I guess I'm pretty disgusted with how it is so easy for big companies to twist the legal system so that people who rip them off get huge fines and prison sentences but they themselves are never held accountable for stealing from pension funds or cheating the markets.

This is going to be really hard for me.  I love music.  In my impoverished state it is the one thing I can still justify buying from time-to-time.  But boycotting seems to be the only weapon left to the individual.

If these corporations are going to attack me, even indirectly, then by god I am going to attack them back.

12:41:48 PM     : How Skype does it

How does Skype get through Firewalls and NAT Routers?. SuperNodes [The Register]

Interesting.  You find out there is a call for you and make an outbound TCP call to the SuperNode to meet it.  That's neat thinking ;-)

Also as an aside when I installed Skype a couple of weeks ago I was regularly seeing around 30,000 online users.  Last time I checked it was regularly around 60,000.

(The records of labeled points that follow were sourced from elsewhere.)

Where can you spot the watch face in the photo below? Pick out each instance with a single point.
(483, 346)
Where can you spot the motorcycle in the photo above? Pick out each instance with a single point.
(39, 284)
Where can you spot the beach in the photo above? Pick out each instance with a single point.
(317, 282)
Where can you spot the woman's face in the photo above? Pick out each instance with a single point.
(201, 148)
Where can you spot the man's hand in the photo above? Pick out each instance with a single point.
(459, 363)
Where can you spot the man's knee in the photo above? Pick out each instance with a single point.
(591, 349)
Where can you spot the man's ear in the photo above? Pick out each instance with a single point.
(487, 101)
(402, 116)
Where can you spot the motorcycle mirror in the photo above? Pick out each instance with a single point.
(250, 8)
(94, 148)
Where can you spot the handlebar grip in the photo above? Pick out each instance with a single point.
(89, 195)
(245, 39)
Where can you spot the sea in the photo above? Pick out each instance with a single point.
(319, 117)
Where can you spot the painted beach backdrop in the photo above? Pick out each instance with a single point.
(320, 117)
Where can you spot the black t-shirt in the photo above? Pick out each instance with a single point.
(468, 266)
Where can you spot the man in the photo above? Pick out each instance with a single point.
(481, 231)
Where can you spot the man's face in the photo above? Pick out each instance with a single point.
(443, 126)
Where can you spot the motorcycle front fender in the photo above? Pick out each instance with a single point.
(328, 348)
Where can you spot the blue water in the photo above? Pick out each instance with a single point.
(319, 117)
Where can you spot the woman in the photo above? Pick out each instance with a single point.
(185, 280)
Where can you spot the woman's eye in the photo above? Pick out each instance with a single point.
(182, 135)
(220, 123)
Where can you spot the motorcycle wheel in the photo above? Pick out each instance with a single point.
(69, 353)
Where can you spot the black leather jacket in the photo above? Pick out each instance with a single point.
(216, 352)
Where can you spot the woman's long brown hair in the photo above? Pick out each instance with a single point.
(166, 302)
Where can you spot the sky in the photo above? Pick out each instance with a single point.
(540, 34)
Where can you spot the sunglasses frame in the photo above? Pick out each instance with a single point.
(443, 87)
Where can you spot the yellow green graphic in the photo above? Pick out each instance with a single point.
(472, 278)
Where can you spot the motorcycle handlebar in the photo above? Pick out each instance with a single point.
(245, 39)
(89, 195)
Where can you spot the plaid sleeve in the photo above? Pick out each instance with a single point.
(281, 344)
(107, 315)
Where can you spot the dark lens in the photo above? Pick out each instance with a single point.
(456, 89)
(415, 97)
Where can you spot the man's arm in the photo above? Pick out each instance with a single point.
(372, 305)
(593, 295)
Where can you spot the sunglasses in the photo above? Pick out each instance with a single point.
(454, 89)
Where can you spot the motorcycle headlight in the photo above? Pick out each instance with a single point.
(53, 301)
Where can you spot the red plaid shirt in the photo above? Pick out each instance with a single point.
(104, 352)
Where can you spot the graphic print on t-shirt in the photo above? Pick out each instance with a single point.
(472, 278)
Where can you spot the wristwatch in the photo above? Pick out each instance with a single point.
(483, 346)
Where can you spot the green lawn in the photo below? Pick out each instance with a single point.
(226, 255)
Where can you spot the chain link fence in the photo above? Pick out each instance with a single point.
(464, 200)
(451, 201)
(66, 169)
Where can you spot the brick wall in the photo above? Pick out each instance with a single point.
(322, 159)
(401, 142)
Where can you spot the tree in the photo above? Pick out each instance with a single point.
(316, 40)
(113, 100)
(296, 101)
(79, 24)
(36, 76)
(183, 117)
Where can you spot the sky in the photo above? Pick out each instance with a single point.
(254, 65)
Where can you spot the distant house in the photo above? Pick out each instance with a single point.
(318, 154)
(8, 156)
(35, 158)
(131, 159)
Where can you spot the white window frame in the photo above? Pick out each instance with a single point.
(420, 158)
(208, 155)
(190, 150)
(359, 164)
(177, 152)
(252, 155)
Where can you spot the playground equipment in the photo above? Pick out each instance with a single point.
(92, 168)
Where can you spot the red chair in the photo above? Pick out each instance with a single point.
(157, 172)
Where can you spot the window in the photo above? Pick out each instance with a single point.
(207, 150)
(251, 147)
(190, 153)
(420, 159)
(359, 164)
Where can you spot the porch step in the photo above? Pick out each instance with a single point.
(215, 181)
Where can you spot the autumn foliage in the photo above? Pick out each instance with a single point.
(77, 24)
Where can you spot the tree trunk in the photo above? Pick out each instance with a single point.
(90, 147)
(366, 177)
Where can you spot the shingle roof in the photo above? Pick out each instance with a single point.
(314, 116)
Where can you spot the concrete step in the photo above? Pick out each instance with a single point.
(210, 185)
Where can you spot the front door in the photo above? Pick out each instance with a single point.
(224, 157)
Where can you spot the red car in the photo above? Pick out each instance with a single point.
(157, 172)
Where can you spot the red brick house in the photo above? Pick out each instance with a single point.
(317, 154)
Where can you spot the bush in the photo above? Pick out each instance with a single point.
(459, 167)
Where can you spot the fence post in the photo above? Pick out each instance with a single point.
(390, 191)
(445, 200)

10:28:18 AM     : K-Collector top 10 since last night

Last night I enabled some new code in K-Collector to track visitors to each topic. In combination with other data we are collecting in the system it should allow us to do some neat tricks, but for now it tells us which topics people are visiting the most. The top 10 in descending order:

Knowledge Management
Don Park
Robert Scoble
BloggerCon
Joi Ito
Ideas
Rolang Tanglao
Open Standards
Laszlo
K-Collector

The BloggerCon topic has been quite interesting since we added most of the feeds from the BloggerCon blogroll. With the new auto-discovery code in place this has allowed it to link in quite a lot of posts and relate them to other topics in the system.

Take a look and let us know what you think.